西岡力(東京基督教大学教授)
安倍総理の意向に沿っていない外務省HPの記述
〈日本が軍の関与があったと認めたことで、この記者発表が行われた直後から、海外メディアでは日本が恐ろしい国であるとの報道が流れています。日本人はにこにこしているが、その本性はけだもののように残虐であるとの曲解された日本人観が定着しつつあります。今回の共同発表後の世界の人々の見方が取り返しの付かない事態になっていることを、目をそらさずに受け止める必要があります。
外務大臣は、今回の日韓共同発表が日本人の名誉を著しく傷つけてしまったことについて、どのようにお考えでしょうか。〉

朴槿恵大統領=2016年3月1日、ソウル(共同)
〈先ほど外務大臣からも答弁をさせていただきましたように、海外のプレスを含め、正しくない事実による誹謗中傷があるのは事実でございます。

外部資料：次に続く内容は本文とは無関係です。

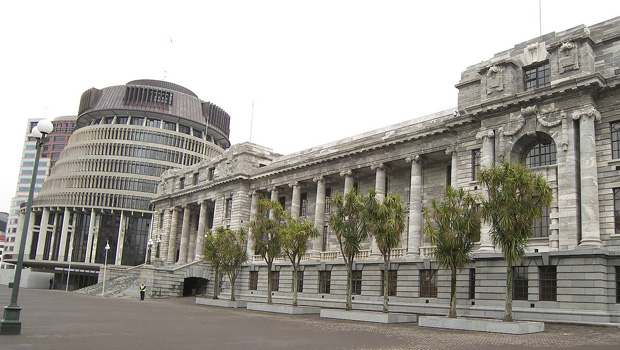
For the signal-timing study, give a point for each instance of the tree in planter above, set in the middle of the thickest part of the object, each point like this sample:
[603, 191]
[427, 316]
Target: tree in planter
[267, 231]
[215, 242]
[453, 227]
[385, 222]
[234, 256]
[295, 244]
[347, 222]
[515, 199]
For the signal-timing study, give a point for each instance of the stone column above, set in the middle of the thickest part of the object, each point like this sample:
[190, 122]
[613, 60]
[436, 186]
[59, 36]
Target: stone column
[191, 248]
[296, 200]
[250, 246]
[184, 234]
[453, 167]
[590, 228]
[63, 235]
[414, 233]
[348, 181]
[89, 241]
[121, 240]
[165, 237]
[319, 213]
[42, 234]
[200, 235]
[172, 239]
[486, 161]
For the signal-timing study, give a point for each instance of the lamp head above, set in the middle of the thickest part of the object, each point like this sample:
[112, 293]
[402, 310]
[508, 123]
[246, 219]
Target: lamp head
[45, 126]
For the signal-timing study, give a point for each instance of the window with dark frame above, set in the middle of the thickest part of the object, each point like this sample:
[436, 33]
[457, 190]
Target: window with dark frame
[615, 140]
[475, 164]
[519, 283]
[392, 282]
[275, 281]
[325, 282]
[537, 76]
[356, 282]
[428, 283]
[472, 283]
[300, 281]
[548, 283]
[253, 285]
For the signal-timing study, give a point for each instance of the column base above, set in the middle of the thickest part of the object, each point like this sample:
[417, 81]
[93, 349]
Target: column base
[11, 325]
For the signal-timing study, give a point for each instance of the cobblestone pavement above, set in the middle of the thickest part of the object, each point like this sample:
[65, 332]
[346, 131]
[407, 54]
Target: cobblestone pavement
[58, 320]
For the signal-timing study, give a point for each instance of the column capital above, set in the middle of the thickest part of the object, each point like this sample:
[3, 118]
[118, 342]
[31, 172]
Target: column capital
[485, 134]
[587, 112]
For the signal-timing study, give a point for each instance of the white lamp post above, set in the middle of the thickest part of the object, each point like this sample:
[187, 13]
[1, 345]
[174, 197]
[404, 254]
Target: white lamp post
[105, 265]
[11, 325]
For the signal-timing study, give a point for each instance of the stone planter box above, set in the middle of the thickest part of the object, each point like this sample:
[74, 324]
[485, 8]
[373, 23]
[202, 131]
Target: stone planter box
[283, 309]
[369, 316]
[481, 325]
[221, 303]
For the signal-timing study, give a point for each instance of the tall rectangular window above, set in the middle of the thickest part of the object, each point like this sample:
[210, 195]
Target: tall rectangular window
[475, 163]
[537, 77]
[275, 281]
[428, 283]
[300, 281]
[548, 283]
[615, 140]
[325, 281]
[253, 285]
[617, 211]
[356, 282]
[392, 282]
[303, 209]
[519, 283]
[472, 283]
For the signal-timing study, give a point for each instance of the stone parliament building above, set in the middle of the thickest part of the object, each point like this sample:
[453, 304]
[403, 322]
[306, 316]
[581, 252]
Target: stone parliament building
[551, 103]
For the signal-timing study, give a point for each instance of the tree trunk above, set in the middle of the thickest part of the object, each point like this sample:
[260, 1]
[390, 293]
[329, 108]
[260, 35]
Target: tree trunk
[216, 283]
[349, 305]
[295, 286]
[452, 312]
[386, 266]
[508, 309]
[269, 282]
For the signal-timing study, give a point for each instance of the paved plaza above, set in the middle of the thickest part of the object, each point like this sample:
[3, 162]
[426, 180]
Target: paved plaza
[59, 320]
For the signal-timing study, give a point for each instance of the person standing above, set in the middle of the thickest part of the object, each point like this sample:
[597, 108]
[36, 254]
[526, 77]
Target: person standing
[142, 290]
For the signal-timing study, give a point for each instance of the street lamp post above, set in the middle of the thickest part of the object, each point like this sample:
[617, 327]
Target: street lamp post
[148, 254]
[105, 265]
[11, 325]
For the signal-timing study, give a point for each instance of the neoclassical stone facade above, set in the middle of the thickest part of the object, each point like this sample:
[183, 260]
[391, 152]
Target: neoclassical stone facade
[551, 103]
[100, 190]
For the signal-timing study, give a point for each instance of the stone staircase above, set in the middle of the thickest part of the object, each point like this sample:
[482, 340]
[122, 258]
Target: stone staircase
[125, 286]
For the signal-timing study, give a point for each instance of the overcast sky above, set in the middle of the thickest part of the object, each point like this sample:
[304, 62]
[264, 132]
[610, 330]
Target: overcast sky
[317, 71]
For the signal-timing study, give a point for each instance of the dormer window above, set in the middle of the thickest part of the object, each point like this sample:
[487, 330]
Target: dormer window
[537, 76]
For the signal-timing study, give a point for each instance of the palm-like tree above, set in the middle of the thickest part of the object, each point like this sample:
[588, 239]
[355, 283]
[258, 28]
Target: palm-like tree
[267, 231]
[386, 222]
[515, 199]
[234, 256]
[347, 222]
[453, 227]
[295, 244]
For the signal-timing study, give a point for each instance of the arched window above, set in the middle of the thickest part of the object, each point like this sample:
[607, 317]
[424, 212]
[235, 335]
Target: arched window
[540, 153]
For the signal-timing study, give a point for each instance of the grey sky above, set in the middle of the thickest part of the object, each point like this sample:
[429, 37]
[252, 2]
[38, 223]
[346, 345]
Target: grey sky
[317, 71]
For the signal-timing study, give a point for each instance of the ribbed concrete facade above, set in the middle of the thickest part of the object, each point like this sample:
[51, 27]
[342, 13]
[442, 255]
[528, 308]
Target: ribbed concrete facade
[551, 103]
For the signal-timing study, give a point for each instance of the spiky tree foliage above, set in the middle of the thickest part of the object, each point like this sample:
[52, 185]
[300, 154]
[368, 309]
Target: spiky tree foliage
[267, 231]
[347, 222]
[295, 244]
[515, 199]
[215, 242]
[385, 221]
[453, 227]
[234, 256]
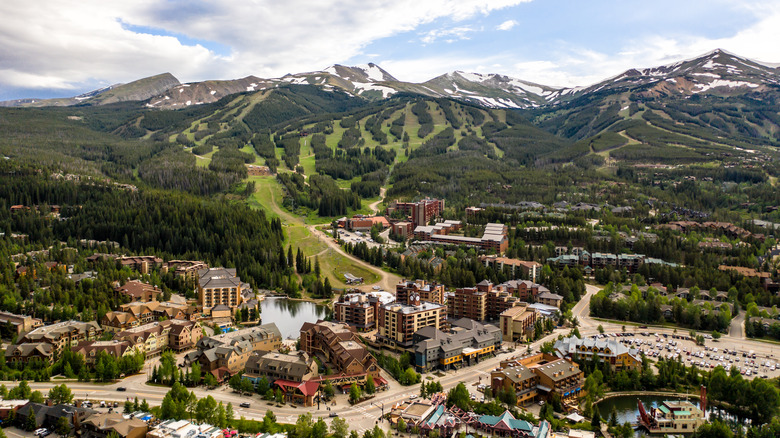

性奴隷あるいは二十万人といった事実はない。この批判を浴びせているのは事実でありまして、それに対しましては、政府としてはそれは事実ではないということはしっかりと示していきたいと思いますが、政府としては、これまでに政府が発見した資料の中には軍や官憲によるいわゆる強制連行を直接示すような記述は見当たらなかったという立場を辻元清美議員の質問主意書に対する答弁書として、平成十九年、これは安倍内閣、第一次安倍内閣のときでありましたが閣議決定をしておりまして、その立場には全く変わりがないということでございまして、改めて申し上げておきたいと思います。
また、当時の軍の関与の下にというのは、慰安所は当時の軍当局の要請により設営されたものであること、慰安所の設置、管理及び慰安婦の移送について旧日本軍が直接あるいは間接にこれに関与したこと、慰安婦の募集については軍の要請を受けた業者が主にこれに当たったことであると従来から述べてきているとおりであります。
いずれにいたしましても、重要なことは、今回の合意が今までの慰安婦問題についての取組と決定的に異なっておりまして、史上初めて日韓両政府が一緒になって慰安婦問題が最終的かつ不可逆的に解決されることを確認した点にあるわけでありまして、私は、私たちの子や孫、そしてその先の世代の子供たちに謝罪し続ける宿命を背負わせるわけにはいかないと考えておりまして、今回の合意はその決意を実行に移すために決断したものであります。
中山 総理の今の御答弁では、この日韓共同記者発表での当時の軍の関与の下にというものは、軍が関与したことについては、慰安所の設置、健康管理、衛生管理、移送について軍が関与したものであると考え、解釈いたしますが、それでよろしゅうございますか。